Experts weigh in on the tools needed to connect our hospitals with GPs.
The desert island analogy was laid on thick at a digital health webinar last week hosted by the Australian Healthcare and Hospitals Association and Wild Health.
Moderator Jeremy Knibbs, Wild Health publisher, compared the legacy technology used by GPs to an inaccessible remote island with no foreseeable way of connecting to hospitals.
Fraser Island, Fiji and Tasmania were named by speakers as various iterations of the same analogy – some islands with shifting shorelines and others working exclusively in a cluster of collaboration.
Kylie Woolcock, CEO at Australian Healthcare and Hospitals Association (AHHA), said the Department of Health needs to “get bold” and come up with interoperability standards even if they are not perfect.
“At the moment, in this unregulated and systematised environment, everyone does their own thing. Systems don’t talk to each other. We all get trapped in an isolated island that gets more isolated the more we invest in that particular part of the island,” she said.
David Rowlands, Director at Australian Institute of Digital Health, likened the problem to an alcoholic trying to change behaviours.
“It’s not an easy thing – you’ve got to own the problem before you can start to fix the problem. And step one for us in the health sector…is to have a process where we collectively take responsibility for the problem. We need to ask, ‘what kind of sector do we want it to be?’ And we can only do that with a real national debate,” he said.
David Rowlands says there’s a missing link in the national health strategy development process that would benefit from an external, Gonski-type review. He said that the National Health Reform Agreement and Strengthening Medicare Taskforce need to be counterbalanced with an ‘outside-looking-in perspective’ which spotlights the consumer focus and voice.
“We need to get some industry design experts to take a look at health and say, ‘if this is what you want to do, then here are some of the mechanisms to do it’. And I don’t think you fill that with people from inside the health sector,” he said.
Adjunct Professor Paresh Dawda is a GP and director of Next Practice medical centres. He said that big policy reform, pilots and restructures have not been successful over the past 20 years but that delegating authority to LDHs and PHNs is part of the lever for change.
Professor Dawda gave examples of the “ludicrous regulatory barriers” constraining the healthcare workforce at the frontline, and said that the local system should be allowed to come up with the indicators that are going to make a difference.
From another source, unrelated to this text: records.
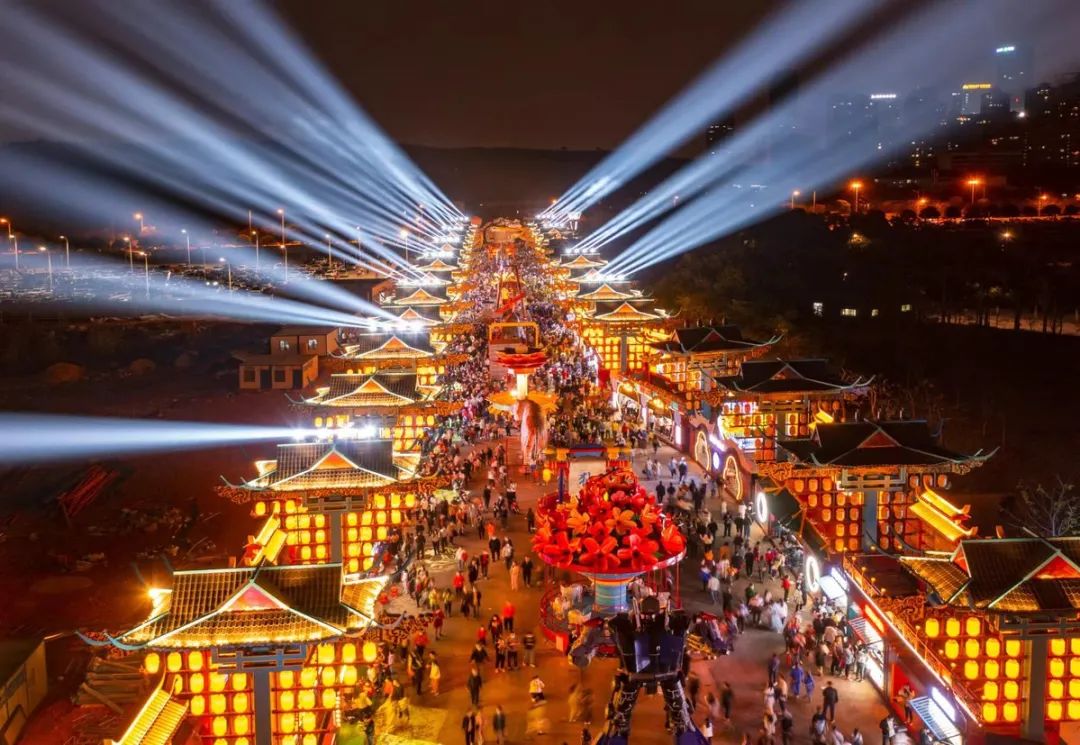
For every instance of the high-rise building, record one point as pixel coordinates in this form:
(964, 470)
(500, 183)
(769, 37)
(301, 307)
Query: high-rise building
(1013, 69)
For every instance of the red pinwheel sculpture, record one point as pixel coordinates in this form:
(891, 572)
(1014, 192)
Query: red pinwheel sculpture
(611, 532)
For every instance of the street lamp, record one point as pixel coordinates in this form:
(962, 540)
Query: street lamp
(973, 183)
(228, 268)
(284, 248)
(404, 234)
(855, 186)
(187, 239)
(49, 258)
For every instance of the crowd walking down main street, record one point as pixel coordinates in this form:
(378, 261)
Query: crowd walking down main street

“We’ve got to decentralise and let the local system, together with consumers, work out what the right indicators are, and then aggregate upwards. Right now, we have a centralised approach that pushes out externally driven indicators. The indicator becomes a means to an end and this can inadvertently cause gaming of the system,” professor Dawda said.
Tracey Johnson is CEO Inala Primary Care and on the Australian Institute of Health and Welfare (AIHW) Primary Healthcare Advisory Committee. Although she is not a complete “technology optimist” she does have faith that technology holds the key to more vitality and wellness in the Australian population, as long as technology decisions are people focused.
“I’ve certainly seen some systems overseas that have been so technology led that it’s influenced clinical behaviours negatively. So, we need to choose the right sort of platforms. And that’s where standards, and a big picture design around the architecture of our IT network, need to reflect personalised care,” Tracey Johnson said.
Ultimately, the panel agreed that outcomes-focused care needs leadership on interoperability and a shared vision that doesn’t leave primary care deserted on an island.